Una peste mundial inesperada trajo consigo una revuelta de los sentidos en el marco de un capitalismo salvaje que fomenta el every man for himself y se propone destrozar, de manera definitiva, los entramados sociales. Sin embargo, todavía sin vacuna en la línea del horizonte, el covid-19 señala que si hay cura, esta se encuentra en la mancomunión, en los consensos, en hacer más consciente la incidencia que tienen nuestros actos individuales sobre los demás.
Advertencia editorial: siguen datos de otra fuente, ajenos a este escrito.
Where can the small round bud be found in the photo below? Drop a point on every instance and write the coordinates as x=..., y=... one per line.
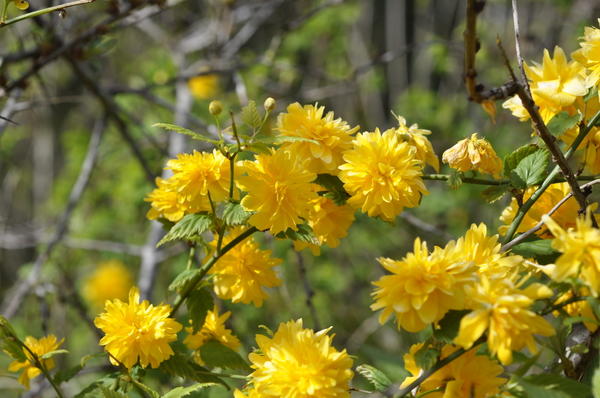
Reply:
x=215, y=107
x=269, y=104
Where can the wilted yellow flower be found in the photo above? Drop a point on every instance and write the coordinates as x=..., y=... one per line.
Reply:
x=299, y=363
x=503, y=310
x=331, y=136
x=589, y=53
x=204, y=86
x=328, y=221
x=474, y=154
x=213, y=329
x=423, y=286
x=198, y=174
x=39, y=348
x=279, y=190
x=243, y=272
x=110, y=280
x=579, y=308
x=382, y=174
x=470, y=375
x=165, y=202
x=137, y=330
x=554, y=85
x=565, y=216
x=417, y=138
x=580, y=248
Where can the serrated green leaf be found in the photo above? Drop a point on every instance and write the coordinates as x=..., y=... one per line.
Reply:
x=426, y=357
x=234, y=214
x=562, y=122
x=375, y=376
x=188, y=228
x=215, y=354
x=183, y=130
x=183, y=278
x=180, y=392
x=250, y=115
x=448, y=326
x=199, y=302
x=512, y=159
x=494, y=193
x=530, y=170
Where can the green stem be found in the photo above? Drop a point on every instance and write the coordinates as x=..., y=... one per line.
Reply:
x=43, y=11
x=208, y=265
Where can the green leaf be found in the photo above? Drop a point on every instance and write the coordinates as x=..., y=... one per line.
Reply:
x=426, y=357
x=448, y=326
x=375, y=376
x=215, y=354
x=530, y=170
x=512, y=159
x=494, y=193
x=234, y=214
x=183, y=130
x=179, y=392
x=182, y=366
x=250, y=115
x=183, y=278
x=562, y=122
x=199, y=302
x=188, y=228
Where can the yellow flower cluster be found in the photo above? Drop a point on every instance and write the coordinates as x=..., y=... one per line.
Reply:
x=299, y=363
x=39, y=347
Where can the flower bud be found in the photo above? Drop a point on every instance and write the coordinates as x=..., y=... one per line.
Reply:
x=215, y=107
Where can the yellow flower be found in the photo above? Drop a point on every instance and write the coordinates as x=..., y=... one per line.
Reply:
x=423, y=286
x=565, y=216
x=382, y=174
x=204, y=86
x=279, y=190
x=504, y=311
x=137, y=330
x=243, y=272
x=165, y=202
x=474, y=154
x=331, y=136
x=110, y=280
x=589, y=53
x=470, y=375
x=328, y=221
x=39, y=348
x=199, y=174
x=299, y=363
x=417, y=138
x=554, y=85
x=213, y=329
x=580, y=248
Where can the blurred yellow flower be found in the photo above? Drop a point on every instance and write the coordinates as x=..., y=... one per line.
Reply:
x=470, y=375
x=213, y=329
x=243, y=272
x=382, y=174
x=279, y=190
x=299, y=363
x=331, y=136
x=580, y=248
x=204, y=86
x=473, y=153
x=110, y=280
x=503, y=310
x=39, y=348
x=137, y=331
x=423, y=286
x=417, y=138
x=589, y=53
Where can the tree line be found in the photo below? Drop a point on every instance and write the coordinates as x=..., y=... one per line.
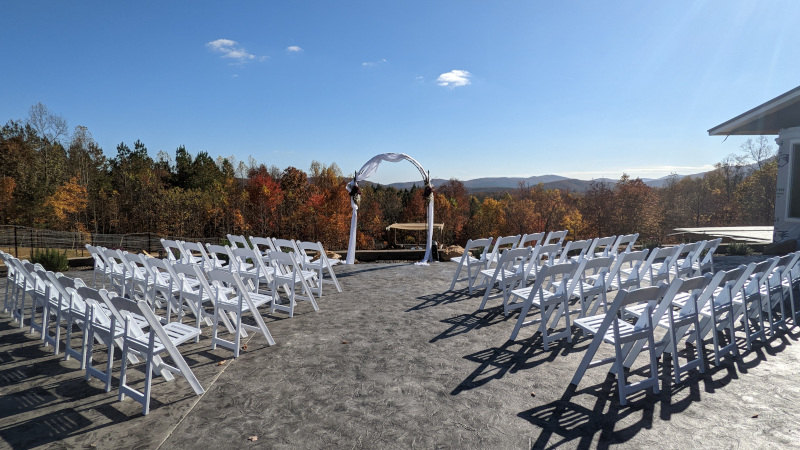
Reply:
x=51, y=178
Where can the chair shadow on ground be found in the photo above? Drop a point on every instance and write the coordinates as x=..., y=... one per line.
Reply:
x=464, y=323
x=432, y=300
x=564, y=421
x=351, y=273
x=495, y=362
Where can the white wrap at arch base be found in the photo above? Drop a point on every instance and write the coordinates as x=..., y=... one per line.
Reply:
x=367, y=171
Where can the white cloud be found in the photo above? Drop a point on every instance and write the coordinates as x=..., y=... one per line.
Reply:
x=232, y=50
x=454, y=78
x=373, y=63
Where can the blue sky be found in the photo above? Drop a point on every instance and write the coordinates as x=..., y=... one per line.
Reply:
x=468, y=88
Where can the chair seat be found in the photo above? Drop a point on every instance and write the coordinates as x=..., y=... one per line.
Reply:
x=592, y=325
x=177, y=332
x=233, y=302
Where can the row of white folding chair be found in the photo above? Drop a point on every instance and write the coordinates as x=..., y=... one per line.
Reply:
x=695, y=258
x=613, y=329
x=651, y=307
x=24, y=285
x=319, y=263
x=283, y=273
x=491, y=254
x=556, y=285
x=113, y=319
x=514, y=269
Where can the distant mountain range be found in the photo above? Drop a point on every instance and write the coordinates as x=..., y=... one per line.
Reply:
x=548, y=181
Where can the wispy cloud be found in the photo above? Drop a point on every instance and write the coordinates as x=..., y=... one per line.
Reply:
x=644, y=172
x=230, y=49
x=454, y=78
x=374, y=63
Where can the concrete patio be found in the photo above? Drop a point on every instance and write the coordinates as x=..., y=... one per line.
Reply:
x=395, y=361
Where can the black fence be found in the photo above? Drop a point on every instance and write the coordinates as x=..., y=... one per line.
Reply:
x=14, y=237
Y Poco ortodoxa calzó como un zapato de cristal en esta coyuntura sanitaria para efectuar una pregunta fundamental: ¿cómo conviven la confianza acérrima en lo colectivo y la prepotencia de la libertad individual?

No es de ningún modo una paradoja que estemos aislados en el mundo libre, sino el sello en el pasaporte mismo de una vida que, atravesada por la tecnología, nos acerca a los otros en la misma medida que nos aleja. Sobran las crónicas, los diarios, los posteos y reflexiones que confirman que la autosuficiencia garantizada por el capitalismo es superficial y superflua, que no llega nunca donde promete y nos sacia de aquello que ni siquiera necesitamos. Solo hizo falta una pandemia para que las almas libres conocieran el ejercicio de la humildad que se inscribe en lo colectivo: nadie quiere morir solo.